Wofgang Puck Catering is a massive operation that will feed over 30,000 guests at 136 events this month alone. Clients include everyone from billionaire moguls throwing intimate dinner parties to huge award shows like the ESPY Awards, HBO’s Emmy Celebration, the Directors Guild Awards, and the Video Music Awards.
Nothing gets more attention, however, than the Oscars after-party, officially known as the Governors Ball. Klein, who has worked for Puck for most of the past 20 years, has worked the event before, but admits “it’s been a while.” Moreover, in the years since that first experience, the meal has become one of the most-talked about in Hollywood.
“It’s amazing what’s happened,” says Klein, “(The Governors Ball) has become the party of parties.”
The chef and his team won’t be able to start working on the menu for the party until the organizers of the Academy Awards provide them with a theme, which should come within the next few weeks. But he says certain classics from years past are virtually guaranteed to be reprised.
“We always do chicken pot pie, truffles, baked potatoes with caviar,” the chef offers when pressed for details. “Live king crab, whole fish, sushi — from the most classical to the most innovative.”
For desserts, Klein will be turning to another Las Vegas favorite, Puck’s corporate pastry chef Kamel Guechida. Among their early ideas for sweets: baby chocolate Oscars. But, the chef warns, one rule must apply to everything served to 1,500 to 2,000 smartly dressed celebrities: “Nothing that gets people dirty!”
Another project that Klein is excited about overseeing is Wolfgang Puck’s Test Kitchen, which opened about a year ago at the Pacific Design Center in West Hollywood to allow the entire Puck fine dining team to work out new ideas together for audiences of no more than 10 people. “The idea,” Klein says of the project, “was to bring all the chefs together. Because when you get all of the chefs together, they start talking.”
So far, the room has been open to paying guests only sporadically. But, the team has recently begun opening it up more to select clients, with 12-course meals priced at $295 a head plus a $135 for a wine pairing. (If you’re interested, email WPTestKitchen@wolfgangpuck.com or Pamela.Pimiento@wolfgangpuck.com.) And Klein says he’s hoping to eventually make the room available to the public as many as four days a week.

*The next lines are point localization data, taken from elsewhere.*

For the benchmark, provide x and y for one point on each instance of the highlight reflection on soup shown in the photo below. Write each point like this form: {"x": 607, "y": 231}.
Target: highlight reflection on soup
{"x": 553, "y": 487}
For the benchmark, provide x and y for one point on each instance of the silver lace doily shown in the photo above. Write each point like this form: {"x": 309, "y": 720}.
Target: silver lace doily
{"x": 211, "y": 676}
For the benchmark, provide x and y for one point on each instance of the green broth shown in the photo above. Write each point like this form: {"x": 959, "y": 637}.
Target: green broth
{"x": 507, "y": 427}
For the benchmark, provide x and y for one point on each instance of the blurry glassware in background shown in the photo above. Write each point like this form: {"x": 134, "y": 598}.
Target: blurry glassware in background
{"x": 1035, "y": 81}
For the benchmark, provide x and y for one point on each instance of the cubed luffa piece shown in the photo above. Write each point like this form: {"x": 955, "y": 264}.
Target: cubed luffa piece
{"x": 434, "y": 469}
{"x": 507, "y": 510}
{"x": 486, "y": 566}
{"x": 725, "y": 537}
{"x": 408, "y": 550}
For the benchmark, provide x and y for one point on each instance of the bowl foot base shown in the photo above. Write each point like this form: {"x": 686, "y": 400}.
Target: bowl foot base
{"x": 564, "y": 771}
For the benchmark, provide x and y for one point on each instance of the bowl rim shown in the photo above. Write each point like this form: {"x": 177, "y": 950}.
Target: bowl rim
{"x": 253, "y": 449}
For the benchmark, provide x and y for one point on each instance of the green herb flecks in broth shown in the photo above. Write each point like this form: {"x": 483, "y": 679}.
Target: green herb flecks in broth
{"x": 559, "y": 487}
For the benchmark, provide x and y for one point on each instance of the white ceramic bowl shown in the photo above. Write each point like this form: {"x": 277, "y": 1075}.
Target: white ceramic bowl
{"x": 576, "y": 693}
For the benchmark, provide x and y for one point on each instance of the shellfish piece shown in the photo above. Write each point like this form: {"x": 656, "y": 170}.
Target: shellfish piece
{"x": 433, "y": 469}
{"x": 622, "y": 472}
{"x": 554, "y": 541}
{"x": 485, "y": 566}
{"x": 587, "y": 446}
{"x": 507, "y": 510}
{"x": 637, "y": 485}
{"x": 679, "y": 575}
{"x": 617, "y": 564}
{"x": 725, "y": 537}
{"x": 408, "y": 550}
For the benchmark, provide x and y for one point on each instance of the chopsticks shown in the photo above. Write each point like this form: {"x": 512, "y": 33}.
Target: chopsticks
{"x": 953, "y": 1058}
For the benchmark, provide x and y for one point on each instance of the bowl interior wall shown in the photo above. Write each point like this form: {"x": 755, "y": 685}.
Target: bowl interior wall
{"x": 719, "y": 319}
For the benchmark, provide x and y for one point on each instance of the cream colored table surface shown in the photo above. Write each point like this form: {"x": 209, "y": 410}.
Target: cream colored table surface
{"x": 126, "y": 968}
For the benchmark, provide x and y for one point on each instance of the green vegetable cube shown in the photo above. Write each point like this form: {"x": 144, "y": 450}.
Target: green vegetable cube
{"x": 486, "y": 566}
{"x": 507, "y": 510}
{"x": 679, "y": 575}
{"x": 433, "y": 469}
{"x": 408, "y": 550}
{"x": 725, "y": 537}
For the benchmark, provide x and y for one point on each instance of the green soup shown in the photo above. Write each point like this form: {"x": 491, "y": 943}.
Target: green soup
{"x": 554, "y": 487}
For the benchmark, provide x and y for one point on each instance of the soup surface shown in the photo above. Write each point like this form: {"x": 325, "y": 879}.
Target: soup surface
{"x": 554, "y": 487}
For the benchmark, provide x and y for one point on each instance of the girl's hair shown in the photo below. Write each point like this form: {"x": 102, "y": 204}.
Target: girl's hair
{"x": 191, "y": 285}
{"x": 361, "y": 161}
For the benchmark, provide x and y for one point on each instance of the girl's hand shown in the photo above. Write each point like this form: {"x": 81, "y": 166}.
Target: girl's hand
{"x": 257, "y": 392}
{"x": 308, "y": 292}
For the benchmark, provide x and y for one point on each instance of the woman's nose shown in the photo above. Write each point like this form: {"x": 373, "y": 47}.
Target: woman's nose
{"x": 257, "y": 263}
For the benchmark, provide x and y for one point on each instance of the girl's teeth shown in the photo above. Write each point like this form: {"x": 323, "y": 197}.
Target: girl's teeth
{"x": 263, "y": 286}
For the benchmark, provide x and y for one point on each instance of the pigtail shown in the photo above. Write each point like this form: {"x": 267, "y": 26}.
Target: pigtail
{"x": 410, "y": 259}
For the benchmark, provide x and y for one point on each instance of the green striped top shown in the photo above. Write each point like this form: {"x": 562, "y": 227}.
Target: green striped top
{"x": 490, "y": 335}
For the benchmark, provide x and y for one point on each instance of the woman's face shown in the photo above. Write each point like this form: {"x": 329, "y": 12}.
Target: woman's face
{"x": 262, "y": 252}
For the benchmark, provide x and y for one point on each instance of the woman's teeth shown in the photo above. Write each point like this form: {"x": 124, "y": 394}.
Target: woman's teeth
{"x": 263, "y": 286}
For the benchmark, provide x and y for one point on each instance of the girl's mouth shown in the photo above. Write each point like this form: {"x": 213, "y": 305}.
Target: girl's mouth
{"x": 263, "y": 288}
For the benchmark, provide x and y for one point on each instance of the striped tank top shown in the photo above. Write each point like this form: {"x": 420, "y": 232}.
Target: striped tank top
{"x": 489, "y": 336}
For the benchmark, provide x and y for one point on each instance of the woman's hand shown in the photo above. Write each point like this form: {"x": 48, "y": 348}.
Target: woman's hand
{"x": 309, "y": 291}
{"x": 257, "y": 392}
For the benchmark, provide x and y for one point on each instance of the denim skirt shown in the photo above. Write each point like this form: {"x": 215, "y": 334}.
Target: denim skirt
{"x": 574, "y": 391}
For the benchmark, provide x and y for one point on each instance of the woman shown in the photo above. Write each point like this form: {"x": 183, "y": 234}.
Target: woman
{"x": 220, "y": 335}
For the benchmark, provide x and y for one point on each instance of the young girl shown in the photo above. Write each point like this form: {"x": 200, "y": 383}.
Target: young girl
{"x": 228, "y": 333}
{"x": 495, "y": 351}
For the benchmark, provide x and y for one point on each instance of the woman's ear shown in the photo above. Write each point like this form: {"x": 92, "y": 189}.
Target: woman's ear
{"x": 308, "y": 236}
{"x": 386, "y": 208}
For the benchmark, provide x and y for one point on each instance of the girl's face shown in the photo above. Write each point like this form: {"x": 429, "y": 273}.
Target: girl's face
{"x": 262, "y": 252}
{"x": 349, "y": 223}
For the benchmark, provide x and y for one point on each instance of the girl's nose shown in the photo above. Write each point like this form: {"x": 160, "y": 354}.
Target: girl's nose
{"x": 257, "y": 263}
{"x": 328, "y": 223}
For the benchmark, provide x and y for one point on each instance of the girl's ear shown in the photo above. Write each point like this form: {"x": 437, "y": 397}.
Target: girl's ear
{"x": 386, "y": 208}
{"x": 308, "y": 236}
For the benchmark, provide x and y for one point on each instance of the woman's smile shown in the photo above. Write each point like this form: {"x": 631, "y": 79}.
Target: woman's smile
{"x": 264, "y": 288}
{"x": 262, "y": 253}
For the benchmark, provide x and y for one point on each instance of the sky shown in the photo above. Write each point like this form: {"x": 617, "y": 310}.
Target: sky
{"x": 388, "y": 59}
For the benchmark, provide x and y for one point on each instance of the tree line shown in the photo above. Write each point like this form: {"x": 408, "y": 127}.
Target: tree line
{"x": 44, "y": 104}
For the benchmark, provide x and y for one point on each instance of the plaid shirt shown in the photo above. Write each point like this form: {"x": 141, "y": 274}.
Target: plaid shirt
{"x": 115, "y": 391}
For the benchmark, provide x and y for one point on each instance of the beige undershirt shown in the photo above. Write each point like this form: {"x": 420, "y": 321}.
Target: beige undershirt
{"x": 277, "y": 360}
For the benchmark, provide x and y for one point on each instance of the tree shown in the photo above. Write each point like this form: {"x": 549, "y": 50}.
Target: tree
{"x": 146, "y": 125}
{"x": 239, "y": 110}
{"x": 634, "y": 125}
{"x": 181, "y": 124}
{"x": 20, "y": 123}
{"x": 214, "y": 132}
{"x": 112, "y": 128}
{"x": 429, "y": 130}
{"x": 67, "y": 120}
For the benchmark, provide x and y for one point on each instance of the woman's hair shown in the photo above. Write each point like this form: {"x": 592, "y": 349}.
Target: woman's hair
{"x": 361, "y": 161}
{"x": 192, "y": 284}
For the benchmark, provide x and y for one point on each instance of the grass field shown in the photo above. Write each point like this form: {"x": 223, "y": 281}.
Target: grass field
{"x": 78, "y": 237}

While Klein, who has always prided himself on getting to know his customers personally, misses his life as a restaurant chef, he says he’s determined to impart the relationship-building skills he learned at Spago to his new team. “I can’t be everywhere (anymore),” he concedes of the new position. “But if I can still influence the people working for me to have the same philosophy – do the right thing, touch the people – then I’m still there. I don’t ever want us to miss the personal touch. I need to make sure I teach everyone that philosophy.”
In the meantime, he encourages local fans who travel to L.A. to ask about him when they dine at a Puck restaurant. You never know where you might find him.